Jak relacjonowała roztrzęsiona kobieta, nietrzeźwy mężczyzna miał zażądać od niej, by nie stała tyle czasu na pętli, ponieważ jemu się spieszy. Kiedy mężczyzna usłyszał, że kierowca miejskiego autobusu podlega rozkładowi jazdy – wpadł w szał i zaczął jej grozić.
„Ponieważ kierująca pozostała nieugięta, niecierpliwy pasażer wyskoczył z autobusu i zapowiedział, że dopadnie ją na trasie. Kobieta poprosiła o interwencję” – dodaje SM.
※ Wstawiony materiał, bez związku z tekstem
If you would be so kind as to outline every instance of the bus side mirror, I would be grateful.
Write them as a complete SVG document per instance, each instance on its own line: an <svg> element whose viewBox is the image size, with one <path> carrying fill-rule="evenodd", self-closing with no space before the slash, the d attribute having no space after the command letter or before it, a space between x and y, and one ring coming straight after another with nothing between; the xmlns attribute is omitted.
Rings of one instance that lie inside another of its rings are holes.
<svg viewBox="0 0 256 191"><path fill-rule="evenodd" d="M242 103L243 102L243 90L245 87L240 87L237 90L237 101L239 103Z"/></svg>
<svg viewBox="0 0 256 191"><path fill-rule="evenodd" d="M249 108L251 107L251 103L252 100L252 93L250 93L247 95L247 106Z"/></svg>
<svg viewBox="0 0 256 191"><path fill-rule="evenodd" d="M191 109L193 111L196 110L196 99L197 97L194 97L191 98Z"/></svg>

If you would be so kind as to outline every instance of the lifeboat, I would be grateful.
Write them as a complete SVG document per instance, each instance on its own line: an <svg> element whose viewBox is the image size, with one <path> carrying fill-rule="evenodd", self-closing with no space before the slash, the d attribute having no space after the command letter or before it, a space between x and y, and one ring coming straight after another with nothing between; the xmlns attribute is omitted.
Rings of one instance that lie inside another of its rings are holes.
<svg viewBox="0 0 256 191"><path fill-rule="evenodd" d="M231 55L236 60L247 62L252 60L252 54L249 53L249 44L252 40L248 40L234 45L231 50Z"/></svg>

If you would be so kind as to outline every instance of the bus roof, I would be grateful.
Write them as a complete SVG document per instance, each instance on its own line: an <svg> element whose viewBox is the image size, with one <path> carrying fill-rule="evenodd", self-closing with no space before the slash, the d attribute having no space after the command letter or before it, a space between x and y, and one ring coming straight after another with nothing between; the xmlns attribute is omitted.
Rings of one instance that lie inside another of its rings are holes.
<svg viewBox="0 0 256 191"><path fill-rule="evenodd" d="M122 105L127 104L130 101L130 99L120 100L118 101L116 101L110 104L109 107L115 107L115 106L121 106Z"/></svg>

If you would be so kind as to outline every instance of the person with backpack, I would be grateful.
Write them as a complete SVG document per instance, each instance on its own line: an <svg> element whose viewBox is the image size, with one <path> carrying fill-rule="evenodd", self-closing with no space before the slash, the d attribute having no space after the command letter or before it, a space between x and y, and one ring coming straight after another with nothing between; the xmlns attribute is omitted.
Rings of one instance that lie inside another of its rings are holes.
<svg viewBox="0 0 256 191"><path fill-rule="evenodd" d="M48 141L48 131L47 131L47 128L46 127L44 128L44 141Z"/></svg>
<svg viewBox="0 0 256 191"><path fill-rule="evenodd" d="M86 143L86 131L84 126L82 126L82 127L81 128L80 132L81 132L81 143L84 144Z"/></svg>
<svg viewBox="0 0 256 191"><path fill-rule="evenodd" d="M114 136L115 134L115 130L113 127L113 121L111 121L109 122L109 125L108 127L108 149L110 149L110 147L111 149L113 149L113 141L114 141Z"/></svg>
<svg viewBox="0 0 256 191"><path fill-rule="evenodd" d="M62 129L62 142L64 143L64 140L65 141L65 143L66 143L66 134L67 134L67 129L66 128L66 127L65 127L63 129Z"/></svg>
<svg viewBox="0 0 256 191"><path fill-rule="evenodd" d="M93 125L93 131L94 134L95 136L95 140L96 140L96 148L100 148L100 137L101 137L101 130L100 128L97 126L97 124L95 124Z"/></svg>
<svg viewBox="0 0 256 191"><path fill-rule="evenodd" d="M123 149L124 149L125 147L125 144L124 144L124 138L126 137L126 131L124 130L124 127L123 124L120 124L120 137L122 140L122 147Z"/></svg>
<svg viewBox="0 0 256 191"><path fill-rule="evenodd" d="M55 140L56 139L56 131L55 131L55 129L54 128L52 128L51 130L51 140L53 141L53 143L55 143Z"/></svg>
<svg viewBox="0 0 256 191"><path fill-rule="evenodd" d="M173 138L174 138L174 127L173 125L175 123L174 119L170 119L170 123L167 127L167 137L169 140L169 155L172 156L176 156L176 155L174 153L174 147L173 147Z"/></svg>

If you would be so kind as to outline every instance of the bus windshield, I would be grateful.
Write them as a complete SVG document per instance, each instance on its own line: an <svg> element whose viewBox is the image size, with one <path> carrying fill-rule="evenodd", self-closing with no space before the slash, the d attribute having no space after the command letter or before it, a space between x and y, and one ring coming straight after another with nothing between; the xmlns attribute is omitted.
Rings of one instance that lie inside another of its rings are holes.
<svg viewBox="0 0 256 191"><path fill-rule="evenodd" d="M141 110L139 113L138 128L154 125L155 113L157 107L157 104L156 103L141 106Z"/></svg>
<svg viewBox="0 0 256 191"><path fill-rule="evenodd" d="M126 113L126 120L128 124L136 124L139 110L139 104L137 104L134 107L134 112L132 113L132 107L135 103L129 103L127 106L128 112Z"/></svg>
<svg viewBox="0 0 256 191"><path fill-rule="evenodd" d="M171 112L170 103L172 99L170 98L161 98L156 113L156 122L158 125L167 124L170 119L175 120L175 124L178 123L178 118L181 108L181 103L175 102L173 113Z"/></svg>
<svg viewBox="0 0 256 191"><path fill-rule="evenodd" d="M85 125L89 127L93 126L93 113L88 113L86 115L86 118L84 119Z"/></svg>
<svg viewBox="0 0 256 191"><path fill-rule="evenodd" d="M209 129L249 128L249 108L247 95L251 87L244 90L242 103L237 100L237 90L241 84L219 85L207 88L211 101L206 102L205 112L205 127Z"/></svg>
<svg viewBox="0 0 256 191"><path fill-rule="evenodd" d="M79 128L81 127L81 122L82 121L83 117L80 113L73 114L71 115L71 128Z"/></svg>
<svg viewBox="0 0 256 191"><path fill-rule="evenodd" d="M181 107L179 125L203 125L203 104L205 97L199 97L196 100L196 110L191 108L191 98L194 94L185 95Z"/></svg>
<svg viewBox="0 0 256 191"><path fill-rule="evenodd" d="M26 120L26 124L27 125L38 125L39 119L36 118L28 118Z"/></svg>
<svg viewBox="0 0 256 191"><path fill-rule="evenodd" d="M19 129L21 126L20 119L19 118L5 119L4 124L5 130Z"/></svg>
Strażnicy Miejscy obiecali, że sprawdzą, czy agresywny mężczyzna nie zaczaił się na kolejnych przystankach.
„Rzeczywiście, na jednym z nich zastali mężczyznę, którego rysopis nakreśliła kierowczyni autobusu. Nietrzeźwy 41-latek przyznał się, ze groził kobiecie” – podają służby.
Drugi dzień świąt w Izbie Wytrzeźwień
Na miejsce została wezwana policja, która poleciła odwiezienie niebezpiecznie wciąż zachowującego się mężczyzny do Izby Wytrzeźwień. Mężczyzna ma zostać przesłuchany po wytrzeźwieniu i przyjęciu przez policję zgłoszenia od pokrzywdzonej.